CAIRO – The Central Bank of Egypt’s Monetary Policy Committee (MPC) decided to keep key interest rates unchanged.
The decision leaves the overnight deposit, overnight lending, and main operation rates at 27.25%, 28.25%, and 27.75%, respectively.
The MPC also kept the discount rate unchanged at 27.75 percent.
The decision reflects recent developments and outlook at the global and domestic levels since MPC’s previous meeting, the CBE said in a statement.
“Globally, monetary policy tightening cycles in advanced and emerging market economies have contributed to a decline in inflation worldwide, with select central banks continuing to cut interest rates as inflation approaches its target levels. While economic growth is broadly stable, the outlook remains subject to downside risks due to the dampening effect of monetary tightening on economic activity,” it added.
The CBE noted that inflation remains susceptible to upside risks as key international commodity prices, particularly energy, have exhibited volatility due to supply chain disruptions stemming from geopolitical tensions, and adverse weather conditions.
Domestically, real GDP grew by 2.4 percent in Q2 2024 compared to 2.2 percent in Q1 2024, indicating that growth in FY 2023/24 moderated to 2.4 percent compared to 3.8 percent in FY 2022/23, it pointed out.
It said the slight uptick in Q2 2024 was driven by the increasing contributions of non-petroleum manufacturing, construction and trade to GDP.
Additionally, leading indicators for Q3 2024 suggest that real economic activity is gradually recovering, and is expected to realize its full potential by FY 2025/26, the CBE added.
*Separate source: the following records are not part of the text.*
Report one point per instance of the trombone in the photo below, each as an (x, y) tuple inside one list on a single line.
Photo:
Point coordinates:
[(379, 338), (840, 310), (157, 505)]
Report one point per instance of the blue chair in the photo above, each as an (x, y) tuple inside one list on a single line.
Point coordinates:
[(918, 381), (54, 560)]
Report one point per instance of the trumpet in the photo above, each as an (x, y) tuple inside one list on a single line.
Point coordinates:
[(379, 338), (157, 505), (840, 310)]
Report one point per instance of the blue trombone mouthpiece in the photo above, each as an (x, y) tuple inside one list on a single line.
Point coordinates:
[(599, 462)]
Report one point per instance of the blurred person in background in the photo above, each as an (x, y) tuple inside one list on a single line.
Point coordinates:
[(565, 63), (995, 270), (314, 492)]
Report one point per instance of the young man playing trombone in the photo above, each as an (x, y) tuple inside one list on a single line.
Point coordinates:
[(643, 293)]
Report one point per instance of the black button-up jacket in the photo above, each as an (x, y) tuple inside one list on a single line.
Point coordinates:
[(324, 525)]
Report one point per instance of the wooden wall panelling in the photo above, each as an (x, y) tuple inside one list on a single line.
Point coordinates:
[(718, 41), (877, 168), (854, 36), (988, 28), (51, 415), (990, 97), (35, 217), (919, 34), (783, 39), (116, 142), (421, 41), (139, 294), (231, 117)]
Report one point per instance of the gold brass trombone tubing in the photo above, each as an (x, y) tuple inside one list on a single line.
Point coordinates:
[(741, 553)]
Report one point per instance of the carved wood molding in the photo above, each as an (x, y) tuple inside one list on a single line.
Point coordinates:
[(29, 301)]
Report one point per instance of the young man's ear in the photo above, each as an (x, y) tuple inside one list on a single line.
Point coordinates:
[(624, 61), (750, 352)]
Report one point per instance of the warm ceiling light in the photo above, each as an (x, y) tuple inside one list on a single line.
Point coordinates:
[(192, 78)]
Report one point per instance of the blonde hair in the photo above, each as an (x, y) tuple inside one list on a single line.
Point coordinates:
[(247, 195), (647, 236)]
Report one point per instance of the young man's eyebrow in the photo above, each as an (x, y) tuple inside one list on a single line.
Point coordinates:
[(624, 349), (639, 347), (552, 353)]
Currently, real GDP is estimated to be below potential, supporting the projected disinflation path over the coming period, it noted.
“Annual headline and core inflation stabilized around 26.4 and 25.0 percent, respectively in September 2024. Non-food items were the main drivers of inflation during August and September, reflecting the impact of fiscal measures, and offsetting the easing of previous shocks, the decline in food inflation, and favorable base effects,” read the statement.
The gradual unwinding of food inflation along with the improvement of inflation expectations since the beginning of the year suggest that inflation remains on a downward trajectory, albeit restrained by the drag of fiscal measures, it said.
Looking ahead, inflation is expected to stabilize around current levels through Q4 2024 despite the balance of risks being tilted to the upside. These risks include the persistence of regional tensions, elevated international commodity prices, and higher than anticipated pass-through of fiscal measures, it added.
Starting Q1 2025, inflation is projected to decline as the cumulative impact of monetary policy tightening and favorable base effect materialize, given the lagged effect of monetary policy decisions, it noted.
In view of the above and drawing upon the outcome of previous MPC meetings, the committee judges that current policy rates remain appropriate to maintain the prevailing tight monetary stance until a significant and sustained decline in inflation is realized, according to the statement.
The MPC said it will continue to follow a data-driven approach to determine the sufficient level and duration of restriction based on its assessment of the inflation outlook, dynamics of underlying inflation, and strength of monetary policy transmission.
The committee emphasized that it will not hesitate to utilize all tools at its disposal to sustain the disinflation path and ensure price stability in the medium term.